GREFFIER LORS DES DÉBATS : Aurore VUILLEMOT,
DÉBATS : l’affaire a été mise en délibéré au 12 Septembre 2017,
ARRÊT : rendu contradictoirement,
PRONONCÉ : publiquement par mise à disposition de l’arrêt au greffe de la cour, les parties en ayant été préalablement avisées dans les conditions prévues au deuxième alinéa de l’article 450 du code de procédure civile,
SIGNÉ : par Michel PETIT, Président de Chambre, et par Aurore VUILLEMOT, greffier auquel la minute de la décision a été remise par le magistrat signataire.
FAITS, PROCÉDURE ET PRÉTENTIONS DES PARTIES
Monsieur et Madame H X sont propriétaires à Autun d’un immeuble d’habitation situé […] d’un côté et […] l’autre.
Cette propriété est riveraine sur son côté sud est d’un ensemble immobilier appartenant, depuis le décès des époux Z, à Mesdames A et B veuve Y.
Se plaignant d’un défaut d’entretien de l’immeuble voisin, à l’origine d’infiltrations dans leur propriété, les époux X ont saisi le juge des référés du tribunal de grande instance de Chalon sur Saône aux fins de voir ordonner une expertise, sur le fondement de l’article 145 du code de procédure civile.
Par ordonnance du 10 septembre 2013, le juge des référés a ordonné une expertise confiée à Monsieur E, portant sur l’état des immeubles appartenant aux parties et sur les travaux propres à remédier aux désordres allégués par les époux X et les préjudices subis.
L’expert a déposé son rapport le 31 mars 2016.
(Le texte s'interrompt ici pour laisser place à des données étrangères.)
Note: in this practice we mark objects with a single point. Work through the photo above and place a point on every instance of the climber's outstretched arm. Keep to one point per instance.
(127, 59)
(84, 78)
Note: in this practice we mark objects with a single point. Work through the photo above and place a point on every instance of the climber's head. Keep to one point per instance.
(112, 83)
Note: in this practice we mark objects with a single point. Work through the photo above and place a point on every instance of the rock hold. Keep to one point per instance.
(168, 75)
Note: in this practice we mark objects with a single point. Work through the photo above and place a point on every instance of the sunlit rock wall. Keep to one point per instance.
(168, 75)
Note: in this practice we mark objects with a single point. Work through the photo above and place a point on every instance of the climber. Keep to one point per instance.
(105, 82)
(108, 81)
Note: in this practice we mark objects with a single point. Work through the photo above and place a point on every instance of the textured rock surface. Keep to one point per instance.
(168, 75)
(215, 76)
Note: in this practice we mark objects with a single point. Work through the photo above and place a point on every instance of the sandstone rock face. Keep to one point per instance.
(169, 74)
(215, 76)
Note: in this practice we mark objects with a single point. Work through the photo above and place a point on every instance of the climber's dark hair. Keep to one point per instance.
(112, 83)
Par acte du 3 mai 2016, Monsieur et Madame X ont fait assigner Madame F B veuve Y et Madame I A devant le juge des référés du tribunal de grande instance de Chalon sur Saône, au visa de l’article 809 du code de procédure civile afin de :
— leur voir enjoindre d’effectuer les mesures conservatoires et de remise en état préconisées par l’expert dans son rapport du 31 mars 2016, à savoir un traitement curatif des remontées capillaires par la société AXE Assèchement et la mise en 'uvre des mesures conservatoires par l’entreprise Poullain couverture, dans un délai de 3 mois à compter de la signification de l’ordonnance à intervenir, et à peine, passé ce délai, d’une astreinte de 100 € par jour de retard,
— voir condamner Madame Y à leur payer la somme de 48'075,47 € ainsi qu’une indemnité de procédure de 2 000 €.
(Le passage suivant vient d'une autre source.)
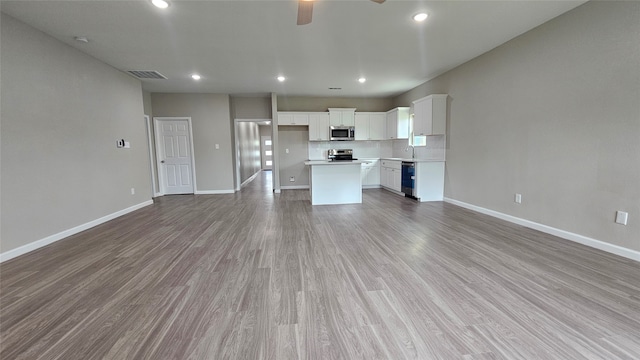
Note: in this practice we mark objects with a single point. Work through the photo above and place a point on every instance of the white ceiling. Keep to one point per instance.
(239, 47)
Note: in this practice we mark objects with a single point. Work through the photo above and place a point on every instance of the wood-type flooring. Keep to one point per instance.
(257, 275)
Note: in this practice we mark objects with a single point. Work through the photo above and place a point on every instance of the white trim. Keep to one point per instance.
(193, 156)
(214, 192)
(294, 187)
(250, 179)
(66, 233)
(152, 163)
(594, 243)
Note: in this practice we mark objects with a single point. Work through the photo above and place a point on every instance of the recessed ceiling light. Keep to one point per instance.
(162, 4)
(420, 17)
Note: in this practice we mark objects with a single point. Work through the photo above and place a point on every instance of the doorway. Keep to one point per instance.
(266, 152)
(174, 155)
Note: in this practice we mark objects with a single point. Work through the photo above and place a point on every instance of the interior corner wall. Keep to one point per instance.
(246, 107)
(210, 116)
(62, 113)
(553, 115)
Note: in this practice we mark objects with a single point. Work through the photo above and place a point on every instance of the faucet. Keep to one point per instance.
(413, 150)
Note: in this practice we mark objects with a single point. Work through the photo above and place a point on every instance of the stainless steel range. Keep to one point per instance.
(340, 155)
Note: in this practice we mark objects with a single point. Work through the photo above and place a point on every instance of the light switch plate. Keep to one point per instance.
(622, 217)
En cours de procédure, les époux X n’ont plus dirigé leurs demandes qu’à l’encontre de Madame B Y, demandant que celle-ci soit en outre condamnée à les garantir de toute condamnation qui viendrait à être prononcée à leur encontre au bénéfice de Madame A en application de l’article 700 du code de procédure civile.
Ils ont fait valoir que Madame A ayant renoncé à la succession de ses parents, Madame B est seule propriétaire de l’immeuble en cause et ils se sont prévalus du rapport d’expertise mettant en évidence les dégradations causées à leur propriété, les imputant exclusivement au défaut d’entretien de l’immeuble B, et préconisant les travaux de remise en état permettant de mettre fin aux désordres et donc prévenir le renouvellement.
Ils ont considéré que les constatations et les conclusions de l’expert avaient pu être discutées contradictoirement et qu’elles pouvaient donc être prise en compte par le juge des référés en application de l’article 809 alinéa 1 du code de procédure civile.
Ils ont sollicité l’indemnisation de leur préjudice de jouissance et de leur surconsommation électrique et de chauffage ainsi que le remboursement des honoraires d’expertise et des frais d’avocat.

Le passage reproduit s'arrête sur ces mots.